So ... I'm not familiar with path-finding algorithms, but is this the most efficient way to solve the problem?

Not by a long shot. An astar will get you out of a 10x10 maze in 10 steps since this particular maze has no barriers... I asked my wife if she were trapped in a maze how she would get out. She thought for a while and said... if I could clone myself I would fill up the whole maze with me...and one of me would be at the maze door in no time!

I thought that was a pretty radical and creative algorithm... so I coded it up

So it's more of a 10x10 room than a 10x10 maze?

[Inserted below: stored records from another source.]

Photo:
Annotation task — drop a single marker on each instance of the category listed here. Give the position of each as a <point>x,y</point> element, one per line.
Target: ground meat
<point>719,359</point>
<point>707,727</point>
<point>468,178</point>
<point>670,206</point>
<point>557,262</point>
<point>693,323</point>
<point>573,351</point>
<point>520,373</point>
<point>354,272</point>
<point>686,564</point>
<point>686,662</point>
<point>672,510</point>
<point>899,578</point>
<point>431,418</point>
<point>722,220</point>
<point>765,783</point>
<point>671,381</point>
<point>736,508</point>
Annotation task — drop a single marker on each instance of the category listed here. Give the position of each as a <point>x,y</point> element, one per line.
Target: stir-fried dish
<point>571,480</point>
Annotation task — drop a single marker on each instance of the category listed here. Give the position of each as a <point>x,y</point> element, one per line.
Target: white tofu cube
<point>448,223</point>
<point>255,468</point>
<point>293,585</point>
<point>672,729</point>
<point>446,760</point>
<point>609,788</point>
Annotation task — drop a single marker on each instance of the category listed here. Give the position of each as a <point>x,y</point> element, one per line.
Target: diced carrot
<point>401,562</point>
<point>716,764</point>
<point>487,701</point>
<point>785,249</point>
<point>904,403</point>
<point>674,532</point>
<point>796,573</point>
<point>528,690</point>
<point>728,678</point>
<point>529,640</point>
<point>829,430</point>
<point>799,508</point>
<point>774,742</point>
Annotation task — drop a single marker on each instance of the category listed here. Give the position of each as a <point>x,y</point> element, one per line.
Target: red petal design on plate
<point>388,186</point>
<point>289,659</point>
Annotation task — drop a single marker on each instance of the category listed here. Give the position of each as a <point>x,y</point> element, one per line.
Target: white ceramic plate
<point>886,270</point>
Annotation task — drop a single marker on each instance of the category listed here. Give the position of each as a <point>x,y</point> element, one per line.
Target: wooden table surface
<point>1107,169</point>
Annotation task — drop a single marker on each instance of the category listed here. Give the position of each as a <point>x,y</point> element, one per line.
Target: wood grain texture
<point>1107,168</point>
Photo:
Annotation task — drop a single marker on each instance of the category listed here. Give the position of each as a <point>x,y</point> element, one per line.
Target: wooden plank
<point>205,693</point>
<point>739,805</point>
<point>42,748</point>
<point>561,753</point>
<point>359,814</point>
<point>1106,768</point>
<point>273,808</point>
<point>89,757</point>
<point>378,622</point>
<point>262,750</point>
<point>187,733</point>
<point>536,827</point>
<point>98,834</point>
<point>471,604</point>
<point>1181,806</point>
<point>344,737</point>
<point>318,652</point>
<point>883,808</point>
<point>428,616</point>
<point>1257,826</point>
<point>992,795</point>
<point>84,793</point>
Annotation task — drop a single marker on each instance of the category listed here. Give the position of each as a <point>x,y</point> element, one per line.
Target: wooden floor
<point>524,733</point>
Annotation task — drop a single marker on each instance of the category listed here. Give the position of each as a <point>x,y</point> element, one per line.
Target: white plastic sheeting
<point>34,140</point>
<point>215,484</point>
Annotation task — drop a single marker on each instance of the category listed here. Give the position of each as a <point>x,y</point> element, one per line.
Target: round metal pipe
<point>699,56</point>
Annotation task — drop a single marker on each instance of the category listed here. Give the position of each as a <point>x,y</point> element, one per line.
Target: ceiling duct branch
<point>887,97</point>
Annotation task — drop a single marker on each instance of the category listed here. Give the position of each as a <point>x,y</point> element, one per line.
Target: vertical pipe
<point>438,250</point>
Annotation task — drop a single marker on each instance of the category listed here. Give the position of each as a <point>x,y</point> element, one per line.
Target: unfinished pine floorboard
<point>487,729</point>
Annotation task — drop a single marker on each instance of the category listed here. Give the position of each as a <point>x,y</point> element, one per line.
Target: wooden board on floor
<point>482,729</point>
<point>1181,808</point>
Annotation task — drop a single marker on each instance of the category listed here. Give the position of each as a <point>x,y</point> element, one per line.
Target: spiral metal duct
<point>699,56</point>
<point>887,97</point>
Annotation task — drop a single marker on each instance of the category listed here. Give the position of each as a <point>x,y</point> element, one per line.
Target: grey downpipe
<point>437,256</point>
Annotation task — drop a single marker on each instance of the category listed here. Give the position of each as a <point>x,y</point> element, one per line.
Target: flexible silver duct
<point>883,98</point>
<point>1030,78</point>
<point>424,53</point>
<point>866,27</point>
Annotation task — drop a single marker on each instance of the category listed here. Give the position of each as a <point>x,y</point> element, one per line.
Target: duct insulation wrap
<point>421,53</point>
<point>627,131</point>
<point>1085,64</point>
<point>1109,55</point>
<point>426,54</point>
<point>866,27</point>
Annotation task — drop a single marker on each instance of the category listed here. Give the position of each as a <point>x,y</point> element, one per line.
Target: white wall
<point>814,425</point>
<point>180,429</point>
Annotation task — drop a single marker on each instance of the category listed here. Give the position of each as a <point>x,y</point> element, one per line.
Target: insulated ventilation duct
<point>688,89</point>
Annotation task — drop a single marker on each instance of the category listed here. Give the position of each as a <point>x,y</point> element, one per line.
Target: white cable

adding barriers to make a room into a maze is trivial. So if you were forking my scala code, you see 4 filters -

      val res = Seq(x-1,x,x+1).map( a => Seq(y-1,y,y+1).map( b=> (a,b))).flatten
      .filterNot( ab => ab._1 == x && ab._2 == y)  // don't include me
      .filterNot( ab=> ab._1 < leftTop._1 || ab._1 > rightBottom._1) // don't include points outside the maze
      .filterNot( ab=> ab._2 < leftTop._2 || ab._2 > rightBottom._2)
      .filterNot( ab=> path.contains(ab)) // don't revisit points along your path

Now if you add 1 more filter, literally 1 more line of code, to eliminate paths that are prohibited because they intersect with a barrier, you are good to go. a room is simply a maze with zero barriers.